Underneath and Beyond Common Knowledge and ‘Silo’ Thinking
‘Silos’ were all the (out)rage while I was working in the public service. “We need more cross-pollination”, I would hear time and time again. Then we’d all go back to our silos.
The status quo of not thinking about the unfamiliar (or uncovered reasons for why people are they way they are) will likely persist simply because people prefer to affirm what they already know rather than what they do not. But this preference for silo comfort comes at a social and personal cost. Beyond public service agendas, not only has wider politics become more unhinged and capricious than what most of us alive today could have anticipated, but the more one relies on ‘common’ ways of seeing things, the less likely one is to experience personal growth. Bear with me as I dig a little deeper into the world of anthropology and psychoanalysis (and no, it’s not all about Freud).
It can be said that conducting ethnography (the methodology and product of anthropological research) is a type of social analysis akin to the processes of personal psychoanalysis (interpersonal therapy that aims to make us conscious of what is otherwise sub-/unconscious). Not just by way of theoretical overlaps (and searches for ‘symbolisms’), but also because both practices are often misunderstood or dismissed by those not partaking in the explorations. For those taking part, both practices provoke discomfort while shining a light on ‘uncommon’ or concealed knowledge. Now this can be liberating in terms of future thinking too – encouraging further openness and curiosity about things that otherwise occur as roadblocks of discomfort.

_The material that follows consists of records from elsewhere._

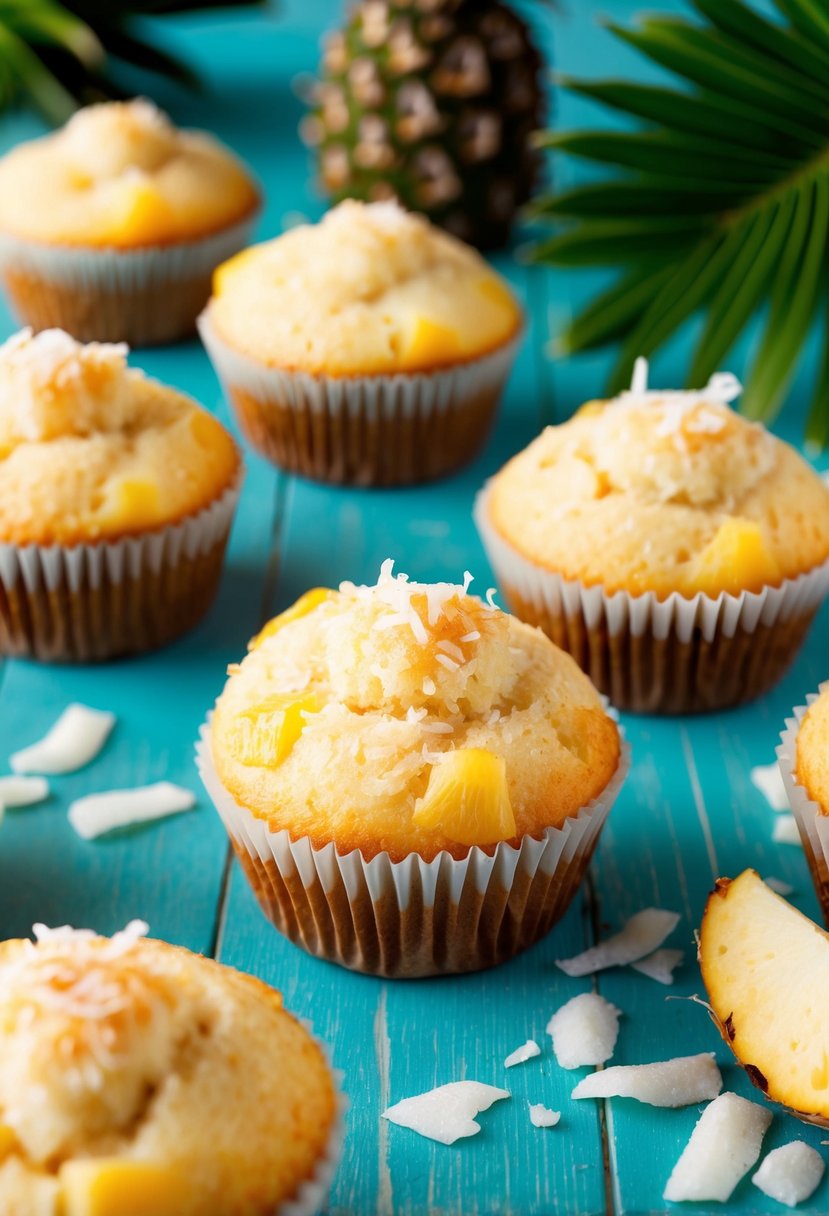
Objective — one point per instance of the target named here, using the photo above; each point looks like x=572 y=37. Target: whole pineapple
x=432 y=102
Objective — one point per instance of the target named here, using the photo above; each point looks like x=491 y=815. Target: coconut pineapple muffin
x=116 y=501
x=112 y=226
x=677 y=550
x=432 y=754
x=125 y=1064
x=370 y=348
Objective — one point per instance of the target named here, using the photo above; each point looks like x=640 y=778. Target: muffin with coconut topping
x=416 y=742
x=677 y=550
x=124 y=1062
x=112 y=226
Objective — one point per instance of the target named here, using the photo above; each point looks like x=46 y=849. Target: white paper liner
x=412 y=879
x=620 y=612
x=813 y=825
x=123 y=271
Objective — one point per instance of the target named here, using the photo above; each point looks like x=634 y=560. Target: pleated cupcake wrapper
x=813 y=825
x=390 y=429
x=139 y=296
x=412 y=917
x=680 y=654
x=37 y=580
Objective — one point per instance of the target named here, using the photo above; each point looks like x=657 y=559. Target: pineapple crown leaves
x=720 y=200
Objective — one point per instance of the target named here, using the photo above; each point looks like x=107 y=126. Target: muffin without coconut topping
x=92 y=450
x=135 y=1075
x=410 y=718
x=370 y=290
x=664 y=491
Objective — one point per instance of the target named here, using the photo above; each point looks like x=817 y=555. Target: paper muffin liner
x=395 y=429
x=675 y=656
x=145 y=297
x=812 y=822
x=96 y=601
x=411 y=918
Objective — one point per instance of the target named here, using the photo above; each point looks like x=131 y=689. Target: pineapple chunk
x=766 y=969
x=304 y=606
x=467 y=798
x=265 y=735
x=737 y=559
x=116 y=1187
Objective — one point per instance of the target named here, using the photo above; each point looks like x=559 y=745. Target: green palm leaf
x=717 y=202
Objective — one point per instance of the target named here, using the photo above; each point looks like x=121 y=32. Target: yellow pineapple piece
x=737 y=559
x=467 y=798
x=265 y=735
x=116 y=1187
x=304 y=606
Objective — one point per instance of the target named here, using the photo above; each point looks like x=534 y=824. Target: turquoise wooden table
x=687 y=814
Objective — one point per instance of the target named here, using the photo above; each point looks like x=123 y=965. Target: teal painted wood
x=687 y=814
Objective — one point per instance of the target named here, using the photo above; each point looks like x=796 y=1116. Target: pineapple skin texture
x=242 y=1104
x=439 y=114
x=766 y=967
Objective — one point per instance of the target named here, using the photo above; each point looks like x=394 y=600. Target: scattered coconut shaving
x=447 y=1113
x=790 y=1174
x=768 y=780
x=522 y=1054
x=97 y=814
x=22 y=791
x=722 y=1148
x=675 y=1082
x=73 y=742
x=660 y=966
x=542 y=1116
x=584 y=1030
x=641 y=936
x=785 y=831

Moving confronting experiences into a more conscious reflexive process to be socially articulated is part of what I consider an anthropologists’ role to be. We try to take account of our subjective position that biases our thinking. We try to keep questioning our interpretations, and to be open to different ways of seeing things. Like with psychoanalytic pursuits, we want to keep moving more things into our ‘conscious’ awareness. We want to explain uncommon social knowledge so it is more relatable to everyone else.
Take Art as the Exemplary
A more relatable and emotionally ‘safer’ way of opening our conscious awareness into unfamiliar territories is through art or music. The enjoyment of provocative experiences of artwork (including performances, ‘dark’ novels, emotive music or film) may even suggest a subconscious need for ‘uncommon’ knowledge that we cannot otherwise confront in ourselves or in others. The ways in which people are provoked by controversial art, rather than directly personal social experiences, doesn’t have to be explicable. It may be better just felt.
But personal and political matters could do with a little more anthropological or psychosocial analytical scrutiny and accountability. Of course, unfamiliar explanations that are still one step removed from us might be a more palatable enterprise than being anthropological or psychoanalytic. Yet, just as we experience incommunicable things through the creative powers of art (including music), it is important to tap into uncommon and uncomfortable knowledge. Whether or not it will only be those of us vulnerable to personal and sociopolitical crossroads that want to compromise on comforts is up to our politicians to prod.